Sun, September 8, 10:00 to 11:30am, Marriott Philadelphia Downtown, Franklin 4

Abstract

Previous research has established a sharp uptick in public attention toward issues of racism and prejudice in the U.S. after 2010 that accelerated after 2014. Scholars have analyzed news media content, poll and survey results, political alignments, pop culture, investments in diversity, equity, and inclusion, and other social indicators to ascertain this shift. These trends, collectively dubbed the “Great Awokening,” were particularly pronounced among white liberals. A few studies have explored related dynamics on social media platforms. We build on this work.

We rely on a panel of 1.8 million Twitter handles matched to eligible voter data and its attached demographic data. This combination allows an attribution of the aggregate demographics of users of words and terms of interest; evaluation of the connection of words/terms via shared users; and robust evaluation of linguistic signatures associated with their use. Our full dataset goes back to 2017; a subset goes back to the very first tweet. We ask: Who sparked the increasing use of anti-racist terms in our panel? How did anti-racist terms diffuse over time? How did conservatives respond?

First, we identify three rival racial ideologies that arguably characterize the contemporary American landscape: intersectionality, colorblindness, and white supremacy. Then we use the core precepts of each ideology, in addition to 200+ related words and terms, to distinguish several clusters of elites (in the sense that they are frequently retweeted by the panel on these topics). Next, we create dimensions along which each racial ideology can vary. Then, using word embeddings, we measure the extent to which each tweet sent by elites aligns with that dimension. With these steps, we seek to create time series that associate clusters of elites with each core ideological precept over time.

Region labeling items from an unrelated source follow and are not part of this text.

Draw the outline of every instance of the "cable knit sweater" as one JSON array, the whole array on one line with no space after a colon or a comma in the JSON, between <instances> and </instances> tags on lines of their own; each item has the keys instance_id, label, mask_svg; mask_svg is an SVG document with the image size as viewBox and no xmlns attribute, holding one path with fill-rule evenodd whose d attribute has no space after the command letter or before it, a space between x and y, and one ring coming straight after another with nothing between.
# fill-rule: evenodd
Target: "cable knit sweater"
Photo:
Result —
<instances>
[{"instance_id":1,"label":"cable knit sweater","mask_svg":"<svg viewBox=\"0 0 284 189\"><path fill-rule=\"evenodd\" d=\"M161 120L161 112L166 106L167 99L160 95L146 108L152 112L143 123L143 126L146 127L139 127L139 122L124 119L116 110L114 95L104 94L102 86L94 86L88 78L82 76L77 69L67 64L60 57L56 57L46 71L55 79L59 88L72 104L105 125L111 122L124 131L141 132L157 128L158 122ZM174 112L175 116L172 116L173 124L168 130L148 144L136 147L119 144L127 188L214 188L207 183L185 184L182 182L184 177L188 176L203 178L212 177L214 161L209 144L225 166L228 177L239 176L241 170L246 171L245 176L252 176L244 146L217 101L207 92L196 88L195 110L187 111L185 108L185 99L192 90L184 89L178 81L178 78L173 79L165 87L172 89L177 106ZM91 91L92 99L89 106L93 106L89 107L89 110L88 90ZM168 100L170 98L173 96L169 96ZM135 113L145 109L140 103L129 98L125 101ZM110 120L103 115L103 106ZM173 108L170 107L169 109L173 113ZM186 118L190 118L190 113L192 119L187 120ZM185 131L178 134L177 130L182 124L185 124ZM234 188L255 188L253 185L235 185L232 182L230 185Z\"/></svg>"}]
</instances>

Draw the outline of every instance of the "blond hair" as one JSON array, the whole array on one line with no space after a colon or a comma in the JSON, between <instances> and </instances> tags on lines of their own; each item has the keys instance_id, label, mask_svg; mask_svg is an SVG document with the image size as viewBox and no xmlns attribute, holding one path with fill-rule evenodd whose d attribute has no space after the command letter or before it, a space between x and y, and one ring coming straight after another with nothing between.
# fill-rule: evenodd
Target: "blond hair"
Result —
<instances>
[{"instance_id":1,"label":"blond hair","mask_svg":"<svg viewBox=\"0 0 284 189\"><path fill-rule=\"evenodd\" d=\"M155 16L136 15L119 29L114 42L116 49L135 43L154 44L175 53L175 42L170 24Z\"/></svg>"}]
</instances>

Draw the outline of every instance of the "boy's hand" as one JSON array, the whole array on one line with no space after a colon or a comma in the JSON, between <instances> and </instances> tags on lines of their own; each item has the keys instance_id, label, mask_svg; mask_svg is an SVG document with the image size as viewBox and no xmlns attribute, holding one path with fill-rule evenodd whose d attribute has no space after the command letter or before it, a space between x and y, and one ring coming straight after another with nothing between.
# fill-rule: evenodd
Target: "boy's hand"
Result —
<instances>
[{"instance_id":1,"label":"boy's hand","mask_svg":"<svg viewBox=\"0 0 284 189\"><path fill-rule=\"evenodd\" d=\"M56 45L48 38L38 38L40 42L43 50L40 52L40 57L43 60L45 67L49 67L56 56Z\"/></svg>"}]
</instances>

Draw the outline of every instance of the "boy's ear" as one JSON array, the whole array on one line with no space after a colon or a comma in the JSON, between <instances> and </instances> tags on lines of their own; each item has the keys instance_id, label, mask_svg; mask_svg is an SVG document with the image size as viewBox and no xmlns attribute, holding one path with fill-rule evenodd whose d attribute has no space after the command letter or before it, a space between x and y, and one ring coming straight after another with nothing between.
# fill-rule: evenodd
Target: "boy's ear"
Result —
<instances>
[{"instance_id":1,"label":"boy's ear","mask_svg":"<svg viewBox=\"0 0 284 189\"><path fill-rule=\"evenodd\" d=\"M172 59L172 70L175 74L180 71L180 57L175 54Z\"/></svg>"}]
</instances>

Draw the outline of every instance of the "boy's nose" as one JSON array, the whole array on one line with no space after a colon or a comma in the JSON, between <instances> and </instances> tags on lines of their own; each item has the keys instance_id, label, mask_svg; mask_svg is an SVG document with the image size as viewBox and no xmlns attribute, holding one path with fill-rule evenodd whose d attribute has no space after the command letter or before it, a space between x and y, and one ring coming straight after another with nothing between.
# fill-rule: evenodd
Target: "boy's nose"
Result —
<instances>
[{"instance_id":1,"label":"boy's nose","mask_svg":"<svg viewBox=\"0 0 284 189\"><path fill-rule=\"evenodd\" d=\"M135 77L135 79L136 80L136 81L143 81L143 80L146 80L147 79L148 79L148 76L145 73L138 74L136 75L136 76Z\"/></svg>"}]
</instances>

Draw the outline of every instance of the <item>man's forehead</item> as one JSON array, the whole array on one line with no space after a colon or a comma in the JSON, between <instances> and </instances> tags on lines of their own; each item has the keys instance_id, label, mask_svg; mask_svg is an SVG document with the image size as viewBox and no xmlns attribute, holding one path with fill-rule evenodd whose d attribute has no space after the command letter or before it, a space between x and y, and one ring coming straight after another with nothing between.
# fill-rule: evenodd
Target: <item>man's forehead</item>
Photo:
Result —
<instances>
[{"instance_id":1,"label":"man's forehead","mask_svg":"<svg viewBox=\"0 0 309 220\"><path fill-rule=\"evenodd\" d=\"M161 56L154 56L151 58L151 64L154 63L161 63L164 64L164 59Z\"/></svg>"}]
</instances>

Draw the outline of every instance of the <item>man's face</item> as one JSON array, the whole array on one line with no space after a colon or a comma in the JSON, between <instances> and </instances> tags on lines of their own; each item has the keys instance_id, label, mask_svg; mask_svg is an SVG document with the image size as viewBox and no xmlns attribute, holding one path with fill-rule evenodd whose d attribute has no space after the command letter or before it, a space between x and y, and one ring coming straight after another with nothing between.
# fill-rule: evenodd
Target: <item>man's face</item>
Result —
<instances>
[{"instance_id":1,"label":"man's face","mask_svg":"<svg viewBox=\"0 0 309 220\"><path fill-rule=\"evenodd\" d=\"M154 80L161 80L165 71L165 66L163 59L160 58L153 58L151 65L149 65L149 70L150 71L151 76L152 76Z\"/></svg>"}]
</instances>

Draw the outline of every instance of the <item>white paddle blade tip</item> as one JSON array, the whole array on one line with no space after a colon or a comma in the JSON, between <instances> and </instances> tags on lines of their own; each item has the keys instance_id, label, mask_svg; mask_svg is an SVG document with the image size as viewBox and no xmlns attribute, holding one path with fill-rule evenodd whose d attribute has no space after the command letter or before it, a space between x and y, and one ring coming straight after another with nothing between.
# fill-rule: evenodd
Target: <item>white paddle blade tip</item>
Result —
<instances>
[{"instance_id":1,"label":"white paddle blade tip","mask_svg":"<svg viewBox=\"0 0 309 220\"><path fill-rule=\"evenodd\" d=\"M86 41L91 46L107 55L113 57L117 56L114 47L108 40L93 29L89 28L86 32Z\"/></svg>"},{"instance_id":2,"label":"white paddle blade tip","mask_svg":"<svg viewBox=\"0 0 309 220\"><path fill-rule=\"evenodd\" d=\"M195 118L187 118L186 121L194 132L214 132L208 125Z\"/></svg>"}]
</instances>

We hypothesize that the discourse shift —already underway when the organizers of BLM first coined the social media hashtag #BlackLivesMatter in July 2013—accelerated after 2014 from within what we call the “BLM Activist” Cluster. Then it spread to the “Young Black Twitter” Cluster (via strong ties) and the “White Liberal” Cluster (via weaker ties). In the “Conservative” Cluster: a) the valence changed (woke became anti-woke) and b) Black Conservatives played a niche role in spreading phrases used to disparage BLM.